As noted above, Taylor's conviction became final June 25, 2001. Thus by his own admission, he did nothing to pursue his asserted rights until after the statute expired one year later. Beyond that, the claim to equitable tolling from 2006 to 2015 without any showing of what Taylor did in that time, as opposed to what state authorities did not do, is unpersuasive.
An Evidentiary Hearing is Needed on the Unlawful Arrest Claim
Taylor asserts that because the Michigan courts did not adjudicate his false arrest claim on the merits, he is entitled to de novo consideration of that claim in this Court (Response, ECF No. 20, PageID 1210, citing Campbell v. Bradshaw, 674 F.3d 578, 596 (6th Cir. 2012), and Robinson v. Howes, 663 F.3d 819, 823 (6th Cir. 2011).
Neither of these cases suggests that a state court's failure to adjudicate a claim means that that claim is excepted from the statute of limitations. Campbell, which was assigned at the District Court level to both judicial officers now assigned to this case, did not have a statute of limitations issue.
An Evidentiary Hearing Is Required Because the State Court Record is Incomplete
Taylor asserts “an evidentiary hearing is appropriate when the petitioner is not to blame for the absence of a factual record for a claim.” (Response, ECF No. 20, PageID 1212, citing Register v. Thaler, 681 F.3d 623, 627 (5th Cir. 2012); Dalton v. Battaglia, 402 F.3d 729 (7th Cir. 2005)).
Taylor was tried three times. While transcripts of the first two trials are now filed here, apparently neither party can provide a full transcript of the trial that resulted in conviction. That fact is in no way relevant to the statute of limitations issue. In this day of digital records, a problem with a missing transcript is unusual, at least in the undersigned's experience.

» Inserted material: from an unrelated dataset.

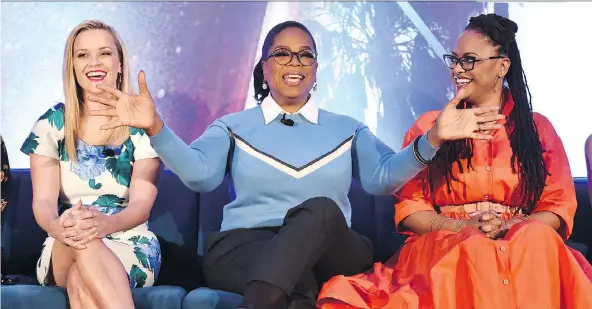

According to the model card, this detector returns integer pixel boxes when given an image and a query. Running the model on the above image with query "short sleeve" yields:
[130,128,158,160]
[533,113,578,238]
[21,103,64,160]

But the fact that it can happen, and has in this case, is a reason supporting the statute of limitations: the older a case is, the more likely important information cannot be retrieved.
Moreover, Taylor does not begin to suggest what kind of evidentiary hearing would be called for -- a retrial in habeas court? An order for a retrial in state court?
Conclusion
Petitioner has not produced new evidence of his actual innocence of the type and quality called for by Schlup and Souter. Much less has he shown that he is entitled to equitable tolling of the seventeen-plus years he waited to file after his conviction became final. His arguments about evidentiary hearings do not address the statute of limitations issue at all.

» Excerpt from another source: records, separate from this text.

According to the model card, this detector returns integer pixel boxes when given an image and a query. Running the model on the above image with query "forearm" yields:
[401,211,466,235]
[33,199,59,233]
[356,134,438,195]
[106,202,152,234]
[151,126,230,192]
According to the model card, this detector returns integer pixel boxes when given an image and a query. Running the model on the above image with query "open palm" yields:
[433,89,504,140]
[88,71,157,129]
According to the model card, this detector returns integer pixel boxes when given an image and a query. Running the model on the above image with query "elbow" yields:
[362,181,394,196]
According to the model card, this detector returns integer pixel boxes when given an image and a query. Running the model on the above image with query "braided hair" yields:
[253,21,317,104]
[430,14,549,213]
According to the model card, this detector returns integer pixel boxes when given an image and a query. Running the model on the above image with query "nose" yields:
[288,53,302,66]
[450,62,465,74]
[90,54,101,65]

On the basis of this analysis, the Magistrate Judge respectfully recommends that the Petition be dismissed with prejudice as time-barred. Because reasonable jurists would not disagree with this conclusion, it is also recommended that Petitioner be denied a certificate of appealability and that the Court certify to the Sixth Circuit that any appeal would be objectively frivolous and should not be permitted to proceed in forma pauperis.
NOTICE REGARDING OBJECTIONS
Pursuant to Fed.R.Civ.P. 72(b), any party may serve and file specific, written objections to the proposed findings and recommendations within fourteen days after being served with this Report and Recommendations. Such objections shall specify the portions of the Report objected to and shall be accompanied by a memorandum of law in support of the objections. A party may respond to another party's objections within fourteen days after being served with a copy thereof. Failure to make objections in accordance with this procedure may forfeit rights on appeal.